The chosen solution was to rely on the delegation pattern: A new RendererFactory2, the AsyncAnimationRendererFactory would create DynamicDelegationRenderer. This renderer would be relying on the default renderer while waiting for the animation module to be loaded and switch the delegate renderer to the AnimationRenderer.

Et voilà, we just made a synchronous API compatible with asynchronous loading.

Using the new animation API

This API is available starting from 17.0.0-next.7.

To enable the lazy-loading of the animation package, you will have to setup the providers by calling provideAnimationsAsync() from @angular/platform-browser/animations/async instead of provideAnimations(). It accepts an optional argument to use noop animations.

main.ts

bootstrapApplication(AppComponent, {
  providers: [
    provideAnimationsAsync(),
    provideRouter([ ... ]), // my animated components
  ],
})

To ensure the whole animation package is not eagerly loaded, @angular/animation must only be imported on lazy-loaded components only (lazy-loaded routes, @defer'ed components etc.).

Implications

Consequences of the dynamic renderer

Having a renderer that switches its delegate implementation has direct consequences on angular apps. Let review the shortcomings.
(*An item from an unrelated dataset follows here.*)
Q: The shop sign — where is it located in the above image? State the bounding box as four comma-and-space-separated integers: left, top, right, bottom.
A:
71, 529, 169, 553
On bootstrap, the renderer will always be the default one: the DomRenderer. This renderer isn't able to process animation instructions (states, transitions...). So if we have a component that them, styling is going to be a no-op :

@Component({
  animations: [
    trigger('openClose', [
      state('open', style({  background: 'chartreuse' })),
      state('closed', style({  background: 'blue' })),
      transition('open => closed', [animate('1s')]),
      transition('closed => open', [animate('0.5s')]),
    ]),
  ],
  standalone: true,
})
export class OpenCloseComponent {
  isOpen = true;

  toggle() {
    this.isOpen = !this.isOpen;
  }
}

In the example, the DomRenderer isn't able to apply the initial style, which should be background: chartreuse. It isn't until the AnimationRenderer is picked up by the DynamicDelegationRenderer that the style would be updated to the expected color.

lazy-loading & code splitting

This feature makes the most sense when the @angular/animation package is never eagerly loaded. If an eagerly loaded component uses a function from this package, the whole package won't be split in a separate bundle and the lazy-loading will be useless.

This is quite easy to check in our own codebases but it can/will get tricky when using libraries. The one you'll probably have issues with is @angular/material. This official angular package relies (as of v17) heavily on the animation module. Around 15 material components are importing @angular/animations. If you use one of them in a non-lazy-loaded component, this will break the code splitting.

So be careful with the component you use/import on your non lazy-loaded components!

Does my lazy loading work ?

It is possible to check wether the code splitting/lazy loading is correctly implemented in your app by check the serve/build output of the CLI. If you're using the webpack-based builder @angular-devkit/build-angular:browser, you can enable the namedChunk option in your angular.json and check the output :

Lazy Chunk Files                                                   | Names                      |  Raw Size
node_modules_angular_animations_fesm2022_browser_mjs.js            | angular-animations-browser | 176.66 kB | 
default-node_modules_angular_animations_fesm2022_animations_mjs.js | app-open-close-component   |  39.20 kB | 
src_app_open-close_component_ts.js                                 | app-open-close-component   |   4.45 kB | 

Here we can see that both @angular/animations and @angular/animations/browser are in separated bundles. Our lazy loading works 🎉🎉

NB: Named chunks with the esbuild builder is pending this PR.

Final word

The new API is available as developer preview, please report any issues you might encounter.